NS: Another cultural conversation around health care is how we can be pro-active and responsible for our health.

Hazen: Well there is Health, and Care, and Healthcare. There is the healthcare professional role to assist the patient. But the individual responsibility is different. The big package is about healthy choices, healthy lifestyles. Care transformation is one way to talk about taking personal responsibility for health. We are spending time talking to people about choices they could make. People see others feeling good, being happy, doing fun activities. The gardens are a good place for others to see people doing activities and having fun. Good, nature-based therapeutic horticulture programming and garden design includes framing words and activities so that it is accessible to all. Dr. George Brown, Legacy Health President and CEO noted in a Wall Street Journal interview how most hospitals have well landscaped grounds, but at Legacy, patients are out in them as part of their clinical program for recovery and supports green spaces as one avenue for this.

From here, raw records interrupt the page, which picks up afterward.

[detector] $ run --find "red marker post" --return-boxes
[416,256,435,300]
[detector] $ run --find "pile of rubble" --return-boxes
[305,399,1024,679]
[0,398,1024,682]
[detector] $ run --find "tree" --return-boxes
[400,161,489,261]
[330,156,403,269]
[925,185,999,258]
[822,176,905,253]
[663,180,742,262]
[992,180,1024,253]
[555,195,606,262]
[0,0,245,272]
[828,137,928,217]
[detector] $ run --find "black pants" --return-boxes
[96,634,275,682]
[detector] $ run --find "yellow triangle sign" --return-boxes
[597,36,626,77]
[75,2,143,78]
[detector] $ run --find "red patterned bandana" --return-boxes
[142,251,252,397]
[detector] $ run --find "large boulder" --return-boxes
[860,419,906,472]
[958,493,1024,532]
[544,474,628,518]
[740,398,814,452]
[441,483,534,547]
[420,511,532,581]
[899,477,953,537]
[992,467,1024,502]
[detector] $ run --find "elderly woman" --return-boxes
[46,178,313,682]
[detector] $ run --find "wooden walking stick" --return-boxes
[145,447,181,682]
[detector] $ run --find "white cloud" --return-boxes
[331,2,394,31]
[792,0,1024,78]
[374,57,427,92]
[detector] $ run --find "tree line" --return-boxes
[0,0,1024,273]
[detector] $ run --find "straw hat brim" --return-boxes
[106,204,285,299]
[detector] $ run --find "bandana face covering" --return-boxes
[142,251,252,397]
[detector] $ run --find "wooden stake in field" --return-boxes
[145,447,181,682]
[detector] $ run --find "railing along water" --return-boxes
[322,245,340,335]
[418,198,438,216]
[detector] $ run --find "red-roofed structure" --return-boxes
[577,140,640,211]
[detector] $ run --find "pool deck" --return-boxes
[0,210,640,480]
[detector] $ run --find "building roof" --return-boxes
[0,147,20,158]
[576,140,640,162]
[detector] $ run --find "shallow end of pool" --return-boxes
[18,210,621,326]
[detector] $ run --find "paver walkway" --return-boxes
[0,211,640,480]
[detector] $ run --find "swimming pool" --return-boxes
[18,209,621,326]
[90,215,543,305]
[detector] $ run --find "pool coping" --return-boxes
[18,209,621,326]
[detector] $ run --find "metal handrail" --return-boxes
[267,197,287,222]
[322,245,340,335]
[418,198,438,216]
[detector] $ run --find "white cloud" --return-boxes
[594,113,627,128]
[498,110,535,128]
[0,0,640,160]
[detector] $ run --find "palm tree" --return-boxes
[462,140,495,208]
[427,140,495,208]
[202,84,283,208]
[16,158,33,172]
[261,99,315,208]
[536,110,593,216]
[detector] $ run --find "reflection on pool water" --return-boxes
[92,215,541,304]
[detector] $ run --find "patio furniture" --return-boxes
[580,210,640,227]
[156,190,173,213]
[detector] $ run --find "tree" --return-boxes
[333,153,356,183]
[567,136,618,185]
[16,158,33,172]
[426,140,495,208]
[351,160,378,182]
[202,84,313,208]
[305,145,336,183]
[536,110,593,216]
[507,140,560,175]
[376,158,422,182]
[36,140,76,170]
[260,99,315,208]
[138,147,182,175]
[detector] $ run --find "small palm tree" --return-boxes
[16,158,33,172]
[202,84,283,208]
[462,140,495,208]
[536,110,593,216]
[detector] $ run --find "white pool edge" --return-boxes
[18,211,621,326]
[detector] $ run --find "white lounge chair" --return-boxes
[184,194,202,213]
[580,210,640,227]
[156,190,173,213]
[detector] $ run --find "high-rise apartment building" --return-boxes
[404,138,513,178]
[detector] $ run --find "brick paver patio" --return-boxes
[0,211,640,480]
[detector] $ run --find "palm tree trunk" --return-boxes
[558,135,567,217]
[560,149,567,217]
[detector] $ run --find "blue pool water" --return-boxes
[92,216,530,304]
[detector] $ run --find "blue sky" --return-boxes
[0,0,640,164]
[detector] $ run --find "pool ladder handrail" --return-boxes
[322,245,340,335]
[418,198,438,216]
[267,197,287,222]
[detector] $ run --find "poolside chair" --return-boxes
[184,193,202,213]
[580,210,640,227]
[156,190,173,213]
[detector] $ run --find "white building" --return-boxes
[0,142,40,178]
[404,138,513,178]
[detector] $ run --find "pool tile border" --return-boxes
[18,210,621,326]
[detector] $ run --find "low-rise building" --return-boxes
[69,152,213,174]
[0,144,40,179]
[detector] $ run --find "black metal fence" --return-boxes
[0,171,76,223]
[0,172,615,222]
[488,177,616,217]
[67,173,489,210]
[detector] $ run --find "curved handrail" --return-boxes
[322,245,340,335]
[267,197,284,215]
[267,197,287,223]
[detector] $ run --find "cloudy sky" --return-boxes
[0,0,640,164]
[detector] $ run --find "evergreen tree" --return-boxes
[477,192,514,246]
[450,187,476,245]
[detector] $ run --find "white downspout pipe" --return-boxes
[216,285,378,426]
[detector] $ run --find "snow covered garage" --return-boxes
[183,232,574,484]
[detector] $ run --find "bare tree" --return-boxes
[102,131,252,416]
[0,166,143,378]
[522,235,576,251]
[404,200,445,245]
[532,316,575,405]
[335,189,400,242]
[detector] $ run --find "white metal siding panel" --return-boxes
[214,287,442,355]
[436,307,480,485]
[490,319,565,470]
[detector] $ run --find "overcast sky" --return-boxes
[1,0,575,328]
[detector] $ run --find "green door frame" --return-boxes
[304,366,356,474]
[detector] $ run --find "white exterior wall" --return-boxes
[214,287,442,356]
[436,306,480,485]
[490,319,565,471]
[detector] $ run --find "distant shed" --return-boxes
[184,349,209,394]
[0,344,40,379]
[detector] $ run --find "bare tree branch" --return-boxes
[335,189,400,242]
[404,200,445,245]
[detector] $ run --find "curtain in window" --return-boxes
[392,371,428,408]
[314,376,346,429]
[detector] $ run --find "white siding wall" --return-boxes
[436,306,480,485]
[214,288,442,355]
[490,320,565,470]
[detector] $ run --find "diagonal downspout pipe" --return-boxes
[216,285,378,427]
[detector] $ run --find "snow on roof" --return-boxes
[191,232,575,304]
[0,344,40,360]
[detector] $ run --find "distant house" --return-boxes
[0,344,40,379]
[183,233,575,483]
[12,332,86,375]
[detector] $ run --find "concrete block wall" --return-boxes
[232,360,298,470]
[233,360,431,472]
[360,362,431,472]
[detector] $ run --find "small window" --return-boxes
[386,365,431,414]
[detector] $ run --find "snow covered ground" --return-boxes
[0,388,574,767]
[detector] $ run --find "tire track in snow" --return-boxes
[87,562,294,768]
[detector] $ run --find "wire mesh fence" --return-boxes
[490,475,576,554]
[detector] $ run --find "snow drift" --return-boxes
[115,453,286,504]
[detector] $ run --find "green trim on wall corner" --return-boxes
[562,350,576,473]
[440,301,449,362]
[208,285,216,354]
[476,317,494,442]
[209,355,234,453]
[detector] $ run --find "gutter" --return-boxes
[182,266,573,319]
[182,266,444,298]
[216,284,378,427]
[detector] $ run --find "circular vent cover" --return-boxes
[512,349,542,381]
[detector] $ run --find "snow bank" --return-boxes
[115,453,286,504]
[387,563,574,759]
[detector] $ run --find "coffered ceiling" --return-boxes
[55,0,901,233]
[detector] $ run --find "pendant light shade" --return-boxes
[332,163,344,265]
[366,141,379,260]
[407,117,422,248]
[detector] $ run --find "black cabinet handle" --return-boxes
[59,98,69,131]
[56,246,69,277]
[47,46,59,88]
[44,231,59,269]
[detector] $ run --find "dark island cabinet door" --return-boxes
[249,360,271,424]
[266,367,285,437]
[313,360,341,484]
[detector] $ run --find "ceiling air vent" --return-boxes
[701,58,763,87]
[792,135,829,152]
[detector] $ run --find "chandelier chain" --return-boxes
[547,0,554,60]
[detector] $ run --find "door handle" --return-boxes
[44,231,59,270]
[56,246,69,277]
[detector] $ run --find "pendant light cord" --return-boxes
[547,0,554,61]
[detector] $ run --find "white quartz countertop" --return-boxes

NS: Thank you for sharing all of this today. Is there anything else you would like to share about personal experiences or emotions in these spaces?

Hazen: Yes, one of the most profound pieces of my work is knowing that spending time in a garden has the potential to help employees, community members, and patients improve without them even knowing they are improving (Research shows our mood and physiological health markers can improve even if we are not seeking improvement). When families visit their loved ones and are so stressed, they don’t even have to know why the garden is there (to benefit). It can help with their coping. And we haven’t even mentioned how these gardens benefit birds and the whole community of living beings! People can just walk in to these spaces and know that this is for them.

Children learn and play in a place tailored to their needs. Photo: Hazen
Children learn and play in a place tailored to their needs. Photo: Hazen

 

Talking about our real experiences in these gardens is normalizing, like home, like community, like our wider nature environment. We are enveloped in nature. When we come to the hospital we need a way to connect to cope with the grief and the trauma.